PATIENTS AND METHODS

We retrospectively reviewed 482 patients diagnosed with CC who underwent curative surgical resection at Kyungpook National University Chilgok Hospital. The inclusion criteria were: Pathologically diagnosed with primary CC; stage I-III CC according to the 7th edition of American Joint Committee on Cancer staging system; and with available test results for KRAS mutation status. In total, 345 patients met these criteria and were included in this study.

RESULTS

Among the 345 patients, 140 (40.6%) exhibited KRAS mutations, with their incidences as follows: 90/140 (64.3%) in exon 2 codon 12, 37/140 (26.4%) in exon 2 codon 13, 1/140 (0.1%) in exon 3 codon 59, 7/140 (5.0%) in exon 3 codon 61, and 5/140 (3.6%) in exon 4 codon 146. KRAS mutation status was not a significant prognostic factor for disease-free survival or overall survival.

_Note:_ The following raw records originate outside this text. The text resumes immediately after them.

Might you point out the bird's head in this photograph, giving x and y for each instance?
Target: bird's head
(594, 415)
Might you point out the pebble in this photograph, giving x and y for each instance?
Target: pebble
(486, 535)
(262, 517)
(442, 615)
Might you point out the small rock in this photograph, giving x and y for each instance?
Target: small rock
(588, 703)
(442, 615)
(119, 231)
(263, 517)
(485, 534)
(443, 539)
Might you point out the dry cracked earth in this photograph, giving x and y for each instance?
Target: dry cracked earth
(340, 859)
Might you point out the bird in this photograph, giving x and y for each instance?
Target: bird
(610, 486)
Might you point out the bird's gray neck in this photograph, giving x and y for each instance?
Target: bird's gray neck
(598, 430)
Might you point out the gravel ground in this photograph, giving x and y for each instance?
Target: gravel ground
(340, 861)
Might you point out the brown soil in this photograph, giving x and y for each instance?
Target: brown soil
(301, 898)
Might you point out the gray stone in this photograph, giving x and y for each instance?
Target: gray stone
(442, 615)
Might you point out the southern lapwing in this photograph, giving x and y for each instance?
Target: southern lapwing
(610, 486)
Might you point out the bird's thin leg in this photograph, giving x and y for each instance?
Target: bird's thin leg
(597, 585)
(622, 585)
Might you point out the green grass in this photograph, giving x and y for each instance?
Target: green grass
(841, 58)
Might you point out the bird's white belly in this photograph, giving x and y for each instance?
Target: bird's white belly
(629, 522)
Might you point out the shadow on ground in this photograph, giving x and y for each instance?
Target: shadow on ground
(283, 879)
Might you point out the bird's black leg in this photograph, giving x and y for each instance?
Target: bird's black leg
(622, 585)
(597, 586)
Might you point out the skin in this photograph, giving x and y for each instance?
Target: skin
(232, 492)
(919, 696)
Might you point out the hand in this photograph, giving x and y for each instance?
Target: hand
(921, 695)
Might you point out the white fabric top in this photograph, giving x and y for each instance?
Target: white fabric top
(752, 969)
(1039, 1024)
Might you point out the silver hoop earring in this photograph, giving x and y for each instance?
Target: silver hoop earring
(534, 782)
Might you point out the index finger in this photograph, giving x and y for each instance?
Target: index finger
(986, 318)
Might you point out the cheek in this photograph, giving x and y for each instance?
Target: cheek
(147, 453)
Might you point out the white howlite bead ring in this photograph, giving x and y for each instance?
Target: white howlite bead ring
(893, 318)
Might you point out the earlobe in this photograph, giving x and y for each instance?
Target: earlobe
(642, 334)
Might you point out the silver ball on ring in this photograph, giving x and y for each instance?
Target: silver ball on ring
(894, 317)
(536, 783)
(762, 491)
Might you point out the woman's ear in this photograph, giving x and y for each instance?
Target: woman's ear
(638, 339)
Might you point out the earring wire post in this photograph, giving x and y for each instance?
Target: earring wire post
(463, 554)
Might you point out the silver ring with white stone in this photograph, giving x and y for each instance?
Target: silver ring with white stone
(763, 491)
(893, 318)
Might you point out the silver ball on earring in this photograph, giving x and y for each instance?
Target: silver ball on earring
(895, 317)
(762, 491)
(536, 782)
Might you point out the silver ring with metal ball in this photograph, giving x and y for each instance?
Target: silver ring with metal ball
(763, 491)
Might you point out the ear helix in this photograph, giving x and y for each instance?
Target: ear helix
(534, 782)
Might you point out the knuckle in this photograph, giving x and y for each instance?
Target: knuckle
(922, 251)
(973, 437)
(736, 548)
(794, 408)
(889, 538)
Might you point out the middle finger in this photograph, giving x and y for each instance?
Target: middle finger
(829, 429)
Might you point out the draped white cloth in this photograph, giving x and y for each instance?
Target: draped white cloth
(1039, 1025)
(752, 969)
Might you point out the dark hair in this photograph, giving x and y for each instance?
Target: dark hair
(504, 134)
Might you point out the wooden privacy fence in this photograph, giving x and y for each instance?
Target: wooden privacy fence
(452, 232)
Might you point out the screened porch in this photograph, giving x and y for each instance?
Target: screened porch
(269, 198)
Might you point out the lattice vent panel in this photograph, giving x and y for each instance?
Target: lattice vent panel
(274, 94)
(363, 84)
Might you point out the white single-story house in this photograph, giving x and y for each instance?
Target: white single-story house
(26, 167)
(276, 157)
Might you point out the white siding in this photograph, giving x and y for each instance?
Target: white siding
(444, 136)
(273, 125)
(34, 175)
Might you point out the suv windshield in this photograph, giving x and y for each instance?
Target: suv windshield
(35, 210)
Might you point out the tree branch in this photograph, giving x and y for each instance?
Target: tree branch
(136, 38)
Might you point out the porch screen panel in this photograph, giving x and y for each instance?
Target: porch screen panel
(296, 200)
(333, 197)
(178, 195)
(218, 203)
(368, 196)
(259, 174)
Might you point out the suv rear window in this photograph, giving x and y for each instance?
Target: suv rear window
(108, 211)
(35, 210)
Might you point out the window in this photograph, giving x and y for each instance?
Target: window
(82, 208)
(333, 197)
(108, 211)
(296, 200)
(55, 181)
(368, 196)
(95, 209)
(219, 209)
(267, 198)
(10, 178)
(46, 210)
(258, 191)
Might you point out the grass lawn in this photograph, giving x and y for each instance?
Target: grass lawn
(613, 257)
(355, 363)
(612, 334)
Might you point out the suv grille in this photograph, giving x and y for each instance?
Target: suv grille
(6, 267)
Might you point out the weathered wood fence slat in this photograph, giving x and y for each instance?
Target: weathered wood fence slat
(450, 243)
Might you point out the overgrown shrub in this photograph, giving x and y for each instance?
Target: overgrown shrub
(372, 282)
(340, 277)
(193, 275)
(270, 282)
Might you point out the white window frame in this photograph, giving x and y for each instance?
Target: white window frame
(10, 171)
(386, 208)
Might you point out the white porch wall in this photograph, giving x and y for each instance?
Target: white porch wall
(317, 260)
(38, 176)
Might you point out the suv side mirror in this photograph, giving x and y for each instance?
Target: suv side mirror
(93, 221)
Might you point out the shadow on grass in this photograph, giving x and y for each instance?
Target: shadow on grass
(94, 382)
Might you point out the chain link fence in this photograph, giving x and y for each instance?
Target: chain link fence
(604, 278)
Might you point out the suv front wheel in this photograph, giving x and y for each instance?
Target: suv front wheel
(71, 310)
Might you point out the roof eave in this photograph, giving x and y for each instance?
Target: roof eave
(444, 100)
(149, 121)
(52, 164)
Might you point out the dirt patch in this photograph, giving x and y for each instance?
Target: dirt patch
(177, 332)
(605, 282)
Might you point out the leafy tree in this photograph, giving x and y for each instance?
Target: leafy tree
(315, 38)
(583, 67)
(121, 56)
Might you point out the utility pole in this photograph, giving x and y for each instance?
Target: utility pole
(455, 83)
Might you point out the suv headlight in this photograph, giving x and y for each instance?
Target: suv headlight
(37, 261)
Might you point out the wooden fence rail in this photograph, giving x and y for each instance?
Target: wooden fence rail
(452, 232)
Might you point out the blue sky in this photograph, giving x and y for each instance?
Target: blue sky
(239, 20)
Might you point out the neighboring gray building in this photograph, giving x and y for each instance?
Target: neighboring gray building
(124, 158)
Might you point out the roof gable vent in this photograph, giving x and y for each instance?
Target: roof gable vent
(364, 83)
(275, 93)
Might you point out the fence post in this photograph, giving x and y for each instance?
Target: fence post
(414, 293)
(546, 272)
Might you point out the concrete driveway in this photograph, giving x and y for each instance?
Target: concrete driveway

Although there were no significant differences in survival between patients with exon 2 codon 12 and exon 2 codon 13 mutations, poorer disease-free survival (p=0.085) and overall survival (p=0.005) were seen in those with exon 3 codon 61 mutation than in others.

CONCLUSION

KRAS mutation status was not correlated with survival, but exon 3 codon 61 mutation might be a factor for poor prognosis in patients after resection of CC.